There are many reasons why electronics get refurbished. One example is a design flaw discovered after the units are shipped. The vendor recalls them, fixes the problem, but can no longer sell them as new. Another is customer returns, which can get dicey. People return things for all kinds of reasons, ranging from the unit being damaged or broken to them just not being able to figure out how to use it. Because of this, one would hope that the vendor puts some effort into the refurb process, rather than just wipe off fingerprints, slap on a “refurbished” sticker, and put it back into the box. As a consumer, I expect them to fully test the item, and ensure all functions are working. The box should contain everything that came with it when it was new. Depending on the type of item, that can include discs, cables, remote controls, and at a minimum, a user manual. They should also provide a warranty at least as good as the original, to protect those who dare to take a chance on other-than-new electronics.
I agree with you that there is no real way to know what was actually refurbished, so be sure and ask questions until you’re comfortable. I have a personal horror story about a refurbished laptop that is too long to share here. If anyone is interested, ask me on my Facebook page or via a comment on my website, and I’ll share all the sordid details.

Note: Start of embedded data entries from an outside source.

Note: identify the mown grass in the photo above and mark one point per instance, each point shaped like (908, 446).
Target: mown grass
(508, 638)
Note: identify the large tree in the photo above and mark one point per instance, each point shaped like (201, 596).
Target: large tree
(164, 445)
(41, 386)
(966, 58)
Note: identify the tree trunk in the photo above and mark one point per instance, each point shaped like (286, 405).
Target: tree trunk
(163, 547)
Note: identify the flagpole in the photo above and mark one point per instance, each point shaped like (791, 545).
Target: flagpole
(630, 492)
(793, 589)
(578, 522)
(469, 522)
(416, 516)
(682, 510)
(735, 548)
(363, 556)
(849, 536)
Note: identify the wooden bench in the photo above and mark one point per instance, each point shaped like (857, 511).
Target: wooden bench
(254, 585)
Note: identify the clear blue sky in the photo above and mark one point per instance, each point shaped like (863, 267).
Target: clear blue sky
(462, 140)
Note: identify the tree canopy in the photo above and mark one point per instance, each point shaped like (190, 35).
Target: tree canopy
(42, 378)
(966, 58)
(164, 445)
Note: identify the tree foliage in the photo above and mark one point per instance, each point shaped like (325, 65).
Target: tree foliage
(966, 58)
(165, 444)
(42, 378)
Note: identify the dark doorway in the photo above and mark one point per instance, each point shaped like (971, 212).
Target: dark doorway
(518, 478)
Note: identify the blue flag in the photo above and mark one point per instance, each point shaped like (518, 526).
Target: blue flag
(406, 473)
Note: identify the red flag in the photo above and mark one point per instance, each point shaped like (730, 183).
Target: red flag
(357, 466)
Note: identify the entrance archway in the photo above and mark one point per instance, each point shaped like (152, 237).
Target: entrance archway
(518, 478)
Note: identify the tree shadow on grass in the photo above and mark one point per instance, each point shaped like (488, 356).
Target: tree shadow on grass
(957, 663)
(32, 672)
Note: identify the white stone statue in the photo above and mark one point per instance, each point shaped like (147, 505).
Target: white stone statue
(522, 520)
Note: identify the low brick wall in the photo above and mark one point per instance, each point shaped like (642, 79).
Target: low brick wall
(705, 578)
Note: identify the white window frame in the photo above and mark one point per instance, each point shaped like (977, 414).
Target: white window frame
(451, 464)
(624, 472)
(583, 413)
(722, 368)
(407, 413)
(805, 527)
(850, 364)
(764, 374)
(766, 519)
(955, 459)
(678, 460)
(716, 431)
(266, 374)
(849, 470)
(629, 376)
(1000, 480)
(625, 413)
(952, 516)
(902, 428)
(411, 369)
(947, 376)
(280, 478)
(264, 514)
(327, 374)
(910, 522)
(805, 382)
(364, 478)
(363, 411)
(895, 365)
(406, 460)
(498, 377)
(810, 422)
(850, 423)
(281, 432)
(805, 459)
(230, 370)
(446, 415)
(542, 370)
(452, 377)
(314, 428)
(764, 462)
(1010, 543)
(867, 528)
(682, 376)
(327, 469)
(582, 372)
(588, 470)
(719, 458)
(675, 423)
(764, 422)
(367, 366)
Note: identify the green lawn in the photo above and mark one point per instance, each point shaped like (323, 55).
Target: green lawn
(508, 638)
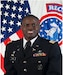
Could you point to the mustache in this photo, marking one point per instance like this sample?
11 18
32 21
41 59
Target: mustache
30 31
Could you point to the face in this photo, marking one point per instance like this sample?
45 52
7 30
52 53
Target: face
30 27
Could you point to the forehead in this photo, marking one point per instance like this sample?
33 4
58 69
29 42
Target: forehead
30 19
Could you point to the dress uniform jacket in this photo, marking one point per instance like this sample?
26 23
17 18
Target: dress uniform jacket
44 58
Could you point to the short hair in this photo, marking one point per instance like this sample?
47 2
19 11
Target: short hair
30 15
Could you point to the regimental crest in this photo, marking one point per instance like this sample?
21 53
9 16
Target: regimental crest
51 23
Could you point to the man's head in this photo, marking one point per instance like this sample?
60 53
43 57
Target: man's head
30 26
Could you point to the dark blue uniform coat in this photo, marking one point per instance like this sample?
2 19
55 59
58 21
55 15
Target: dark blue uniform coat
44 58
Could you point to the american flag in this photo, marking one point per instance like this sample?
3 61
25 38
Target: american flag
51 28
11 13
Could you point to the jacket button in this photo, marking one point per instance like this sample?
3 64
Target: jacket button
39 61
25 70
24 62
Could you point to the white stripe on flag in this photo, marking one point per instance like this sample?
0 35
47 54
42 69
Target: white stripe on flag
2 50
14 37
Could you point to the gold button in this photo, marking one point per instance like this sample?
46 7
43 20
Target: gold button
25 70
39 61
24 62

Q: We currently have a Dell I-3 computer with Windows 7. We know that Microsoft is ending their support for Win 7 early next year. We would like to keep this computer with Win 7 as we did not like the Win 10 setup we tried. We use Microsoft Security Essentials as the anti-virus program. My question is, will we be as secure say using McAfee or Norton as we are now using MSE once they quit the support? We do some online banking and online purchases, email, and web surfing and no gaming. Thank you.
– John S., Niceville
A: I sense that you have a fundamental misunderstanding of what it means for Microsoft to end support for a product. You are concentrating on anti-malware software that is external to Windows, but that is not really the support that’s ending.

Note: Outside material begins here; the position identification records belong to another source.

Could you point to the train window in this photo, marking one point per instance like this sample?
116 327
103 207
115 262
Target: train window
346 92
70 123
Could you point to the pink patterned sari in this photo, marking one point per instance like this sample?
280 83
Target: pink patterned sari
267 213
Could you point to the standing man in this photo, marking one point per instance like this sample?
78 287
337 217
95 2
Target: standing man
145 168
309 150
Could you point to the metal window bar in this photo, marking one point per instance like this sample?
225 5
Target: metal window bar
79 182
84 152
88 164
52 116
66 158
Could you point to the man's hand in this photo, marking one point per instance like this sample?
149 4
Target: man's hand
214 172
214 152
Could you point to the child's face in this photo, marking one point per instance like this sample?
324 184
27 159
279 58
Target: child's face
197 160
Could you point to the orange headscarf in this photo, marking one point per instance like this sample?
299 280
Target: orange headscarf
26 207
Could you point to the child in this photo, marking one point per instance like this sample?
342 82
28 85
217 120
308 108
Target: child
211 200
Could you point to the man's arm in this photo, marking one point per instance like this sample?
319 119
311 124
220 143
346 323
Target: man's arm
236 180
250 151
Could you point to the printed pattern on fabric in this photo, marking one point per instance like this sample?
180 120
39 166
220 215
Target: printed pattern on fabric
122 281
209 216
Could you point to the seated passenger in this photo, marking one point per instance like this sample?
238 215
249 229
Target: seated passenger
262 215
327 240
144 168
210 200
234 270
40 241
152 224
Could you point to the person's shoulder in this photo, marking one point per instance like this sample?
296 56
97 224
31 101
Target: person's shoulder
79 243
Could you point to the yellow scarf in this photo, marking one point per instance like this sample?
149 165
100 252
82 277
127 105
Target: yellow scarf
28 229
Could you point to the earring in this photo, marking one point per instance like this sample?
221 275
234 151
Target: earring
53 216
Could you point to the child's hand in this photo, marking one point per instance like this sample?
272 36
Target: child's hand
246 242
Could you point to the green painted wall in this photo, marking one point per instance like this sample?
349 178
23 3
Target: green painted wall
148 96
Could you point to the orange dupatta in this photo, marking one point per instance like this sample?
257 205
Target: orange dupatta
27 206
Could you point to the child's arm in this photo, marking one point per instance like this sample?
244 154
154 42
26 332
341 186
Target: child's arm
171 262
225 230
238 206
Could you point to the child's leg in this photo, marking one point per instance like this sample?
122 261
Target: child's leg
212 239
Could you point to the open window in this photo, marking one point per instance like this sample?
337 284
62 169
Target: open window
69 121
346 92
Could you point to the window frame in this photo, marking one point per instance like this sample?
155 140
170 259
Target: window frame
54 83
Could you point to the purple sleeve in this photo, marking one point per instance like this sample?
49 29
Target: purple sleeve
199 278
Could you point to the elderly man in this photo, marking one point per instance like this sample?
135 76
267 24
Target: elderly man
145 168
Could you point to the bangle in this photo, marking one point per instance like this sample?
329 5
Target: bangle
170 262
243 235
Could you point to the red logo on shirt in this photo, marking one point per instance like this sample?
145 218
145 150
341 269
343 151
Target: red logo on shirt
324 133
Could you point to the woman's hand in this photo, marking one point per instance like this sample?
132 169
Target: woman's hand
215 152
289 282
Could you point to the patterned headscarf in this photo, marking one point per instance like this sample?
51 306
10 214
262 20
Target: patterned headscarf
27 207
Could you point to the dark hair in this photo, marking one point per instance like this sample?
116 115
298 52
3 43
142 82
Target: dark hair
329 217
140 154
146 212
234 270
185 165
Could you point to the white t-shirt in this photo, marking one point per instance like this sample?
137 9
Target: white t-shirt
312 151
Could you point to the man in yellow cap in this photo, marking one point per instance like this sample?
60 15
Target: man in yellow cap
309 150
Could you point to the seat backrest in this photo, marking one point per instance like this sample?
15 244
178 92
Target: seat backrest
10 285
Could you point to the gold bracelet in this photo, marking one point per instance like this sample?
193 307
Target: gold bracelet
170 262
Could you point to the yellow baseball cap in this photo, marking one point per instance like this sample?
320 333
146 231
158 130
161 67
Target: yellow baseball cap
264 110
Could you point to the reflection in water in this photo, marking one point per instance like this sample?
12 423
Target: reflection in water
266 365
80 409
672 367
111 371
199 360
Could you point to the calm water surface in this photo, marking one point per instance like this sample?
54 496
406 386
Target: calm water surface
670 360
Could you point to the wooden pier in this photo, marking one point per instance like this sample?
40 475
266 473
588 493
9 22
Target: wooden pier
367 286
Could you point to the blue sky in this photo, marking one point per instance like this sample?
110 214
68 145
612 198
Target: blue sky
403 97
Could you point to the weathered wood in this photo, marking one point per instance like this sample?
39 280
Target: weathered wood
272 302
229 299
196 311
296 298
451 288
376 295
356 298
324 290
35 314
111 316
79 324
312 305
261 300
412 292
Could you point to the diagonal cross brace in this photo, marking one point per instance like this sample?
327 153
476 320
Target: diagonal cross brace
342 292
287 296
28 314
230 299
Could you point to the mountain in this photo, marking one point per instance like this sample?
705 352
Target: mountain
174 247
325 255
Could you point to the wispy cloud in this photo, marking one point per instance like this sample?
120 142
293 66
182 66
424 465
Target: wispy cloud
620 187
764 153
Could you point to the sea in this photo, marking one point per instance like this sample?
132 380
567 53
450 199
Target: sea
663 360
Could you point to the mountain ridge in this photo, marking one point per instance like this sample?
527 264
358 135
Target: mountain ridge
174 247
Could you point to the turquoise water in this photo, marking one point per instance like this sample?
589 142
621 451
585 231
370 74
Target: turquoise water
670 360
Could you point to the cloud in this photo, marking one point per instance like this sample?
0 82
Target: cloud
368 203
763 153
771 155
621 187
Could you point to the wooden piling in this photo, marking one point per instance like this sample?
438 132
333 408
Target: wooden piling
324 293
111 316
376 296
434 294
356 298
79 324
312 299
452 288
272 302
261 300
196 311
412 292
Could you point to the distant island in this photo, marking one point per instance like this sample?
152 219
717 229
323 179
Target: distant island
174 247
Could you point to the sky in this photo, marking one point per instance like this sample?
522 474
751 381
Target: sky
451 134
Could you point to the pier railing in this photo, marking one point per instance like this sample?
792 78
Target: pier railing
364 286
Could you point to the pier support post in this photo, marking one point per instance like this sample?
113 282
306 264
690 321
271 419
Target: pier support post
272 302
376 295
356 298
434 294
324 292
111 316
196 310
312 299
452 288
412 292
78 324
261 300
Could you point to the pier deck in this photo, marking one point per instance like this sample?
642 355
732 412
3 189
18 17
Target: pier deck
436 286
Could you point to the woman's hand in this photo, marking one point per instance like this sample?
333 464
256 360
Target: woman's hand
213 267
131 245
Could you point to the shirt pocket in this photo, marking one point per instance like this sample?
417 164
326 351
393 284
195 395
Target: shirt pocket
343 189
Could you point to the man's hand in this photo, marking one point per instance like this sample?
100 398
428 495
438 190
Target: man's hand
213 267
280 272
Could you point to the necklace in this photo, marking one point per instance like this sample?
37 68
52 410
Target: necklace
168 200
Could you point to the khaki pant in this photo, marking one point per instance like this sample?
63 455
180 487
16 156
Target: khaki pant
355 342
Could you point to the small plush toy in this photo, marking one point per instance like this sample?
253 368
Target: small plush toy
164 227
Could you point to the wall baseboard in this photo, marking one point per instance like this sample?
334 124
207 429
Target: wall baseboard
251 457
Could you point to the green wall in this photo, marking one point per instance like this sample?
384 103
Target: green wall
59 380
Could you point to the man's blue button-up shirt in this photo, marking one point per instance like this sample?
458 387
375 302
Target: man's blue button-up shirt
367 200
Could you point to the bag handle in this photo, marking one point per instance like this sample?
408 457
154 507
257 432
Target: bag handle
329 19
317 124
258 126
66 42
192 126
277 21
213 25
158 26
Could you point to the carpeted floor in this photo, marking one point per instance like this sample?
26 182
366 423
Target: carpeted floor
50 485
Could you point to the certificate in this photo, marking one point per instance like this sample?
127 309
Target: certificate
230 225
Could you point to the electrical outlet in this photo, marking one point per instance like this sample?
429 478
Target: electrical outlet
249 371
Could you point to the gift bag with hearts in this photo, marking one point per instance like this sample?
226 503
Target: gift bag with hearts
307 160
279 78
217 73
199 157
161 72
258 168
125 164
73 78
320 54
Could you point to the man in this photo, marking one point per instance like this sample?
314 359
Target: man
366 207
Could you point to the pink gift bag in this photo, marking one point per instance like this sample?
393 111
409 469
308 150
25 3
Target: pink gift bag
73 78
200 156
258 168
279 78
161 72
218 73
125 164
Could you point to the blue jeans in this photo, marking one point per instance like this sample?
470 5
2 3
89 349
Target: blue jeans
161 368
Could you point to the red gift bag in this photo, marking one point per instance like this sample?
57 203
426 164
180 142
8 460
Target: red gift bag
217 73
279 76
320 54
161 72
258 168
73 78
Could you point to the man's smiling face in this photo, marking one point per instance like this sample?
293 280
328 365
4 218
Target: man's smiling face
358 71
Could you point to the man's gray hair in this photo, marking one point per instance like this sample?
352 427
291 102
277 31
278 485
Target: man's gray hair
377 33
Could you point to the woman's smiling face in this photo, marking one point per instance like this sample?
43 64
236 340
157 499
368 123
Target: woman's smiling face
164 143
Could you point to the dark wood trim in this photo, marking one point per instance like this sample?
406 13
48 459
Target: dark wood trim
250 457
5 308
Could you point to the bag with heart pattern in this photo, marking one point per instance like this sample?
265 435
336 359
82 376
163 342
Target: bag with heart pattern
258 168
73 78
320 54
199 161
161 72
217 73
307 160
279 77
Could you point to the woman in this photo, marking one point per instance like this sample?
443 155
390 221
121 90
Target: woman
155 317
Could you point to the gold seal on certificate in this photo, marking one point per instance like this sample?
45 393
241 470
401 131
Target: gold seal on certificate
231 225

In saying that they’re ending support, Microsoft is saying that they will no longer provide patches when flaws are discovered in the software. That means if things go wrong (and things always go wrong – thanks, Bill!) you will have no reason to expect Microsoft to fix the problem, because you were warned.

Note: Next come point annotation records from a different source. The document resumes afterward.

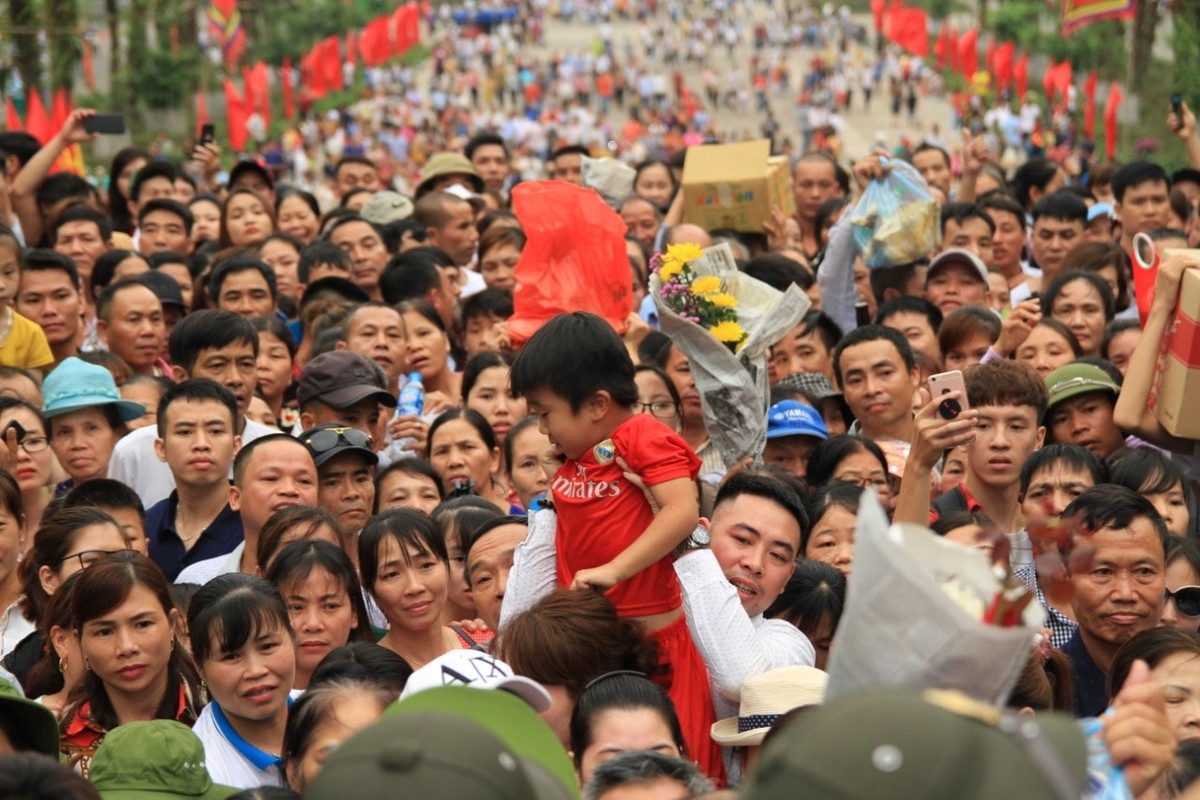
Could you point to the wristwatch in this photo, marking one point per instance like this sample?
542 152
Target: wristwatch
699 540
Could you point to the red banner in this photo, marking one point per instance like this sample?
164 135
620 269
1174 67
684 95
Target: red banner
1003 65
11 118
37 122
969 54
237 113
1021 74
1090 106
289 103
1110 120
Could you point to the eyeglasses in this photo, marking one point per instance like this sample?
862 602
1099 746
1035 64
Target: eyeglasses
89 558
34 444
661 409
1187 600
328 438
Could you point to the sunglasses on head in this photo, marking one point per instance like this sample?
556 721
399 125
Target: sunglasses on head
1187 600
328 438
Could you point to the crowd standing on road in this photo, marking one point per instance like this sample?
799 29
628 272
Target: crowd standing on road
286 506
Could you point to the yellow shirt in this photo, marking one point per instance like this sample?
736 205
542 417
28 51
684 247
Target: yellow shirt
25 346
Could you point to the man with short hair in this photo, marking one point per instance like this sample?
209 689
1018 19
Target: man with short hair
197 440
154 181
934 164
877 374
1121 590
1008 244
216 344
449 224
1059 222
490 554
245 286
489 155
731 570
957 278
355 172
51 295
814 181
131 325
364 244
83 235
917 319
1083 397
642 220
1009 400
1141 190
418 275
646 775
270 473
165 226
966 227
569 163
345 388
345 476
805 348
377 331
120 503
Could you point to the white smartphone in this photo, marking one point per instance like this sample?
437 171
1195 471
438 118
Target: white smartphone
945 383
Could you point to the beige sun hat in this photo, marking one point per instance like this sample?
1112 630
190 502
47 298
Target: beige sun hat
767 697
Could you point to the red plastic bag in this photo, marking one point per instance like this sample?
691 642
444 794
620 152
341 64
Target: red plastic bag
574 260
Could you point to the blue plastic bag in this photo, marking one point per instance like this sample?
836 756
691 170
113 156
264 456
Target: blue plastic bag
897 220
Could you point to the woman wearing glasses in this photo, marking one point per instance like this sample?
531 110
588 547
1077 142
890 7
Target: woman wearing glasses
406 569
87 417
69 541
658 396
34 464
125 620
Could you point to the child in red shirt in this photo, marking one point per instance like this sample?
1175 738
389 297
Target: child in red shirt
577 378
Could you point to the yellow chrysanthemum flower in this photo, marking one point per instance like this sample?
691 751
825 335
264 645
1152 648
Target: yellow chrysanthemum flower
729 332
683 252
723 300
669 270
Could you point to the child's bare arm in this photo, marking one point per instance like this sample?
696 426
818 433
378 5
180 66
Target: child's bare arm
679 511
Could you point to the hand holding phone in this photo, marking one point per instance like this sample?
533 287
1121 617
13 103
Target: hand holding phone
945 383
112 124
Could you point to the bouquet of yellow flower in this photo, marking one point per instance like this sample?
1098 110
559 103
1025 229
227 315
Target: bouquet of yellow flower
724 322
700 299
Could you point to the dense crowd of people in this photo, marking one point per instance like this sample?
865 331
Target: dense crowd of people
280 498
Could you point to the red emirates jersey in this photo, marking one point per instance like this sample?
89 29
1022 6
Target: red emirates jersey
600 513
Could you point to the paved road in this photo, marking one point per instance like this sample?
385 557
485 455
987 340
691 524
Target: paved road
862 125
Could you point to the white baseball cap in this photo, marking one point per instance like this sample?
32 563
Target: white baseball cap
477 669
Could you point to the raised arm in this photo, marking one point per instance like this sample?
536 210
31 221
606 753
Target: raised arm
24 186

Your question of whether one or another anti-malware package will keep you “as secure” as another is really non-sequitur in a discussion of Microsoft withdrawing support for a product. The most dangerous threats out there, that is to say, the ones with the most potential to cause catastrophic results to a computer, are those that exploit flaws found within the operating system itself. These are patched as quickly as possible, so there’s a constant tug-o-war between the hackers and software vendors. Once the vendor stops pulling their end of the rope, it doesn’t take a computer scientist to understand the likely result.
Windows 7 will continue to operate exactly as it always has after the end-of-life date. However, the more time that passes, the greater the risk of running into security flaws that could affect you and your personal data. If you’re a gambling person, you can try and keep it running as long as you like. However, in doing so, you’re on your own for security.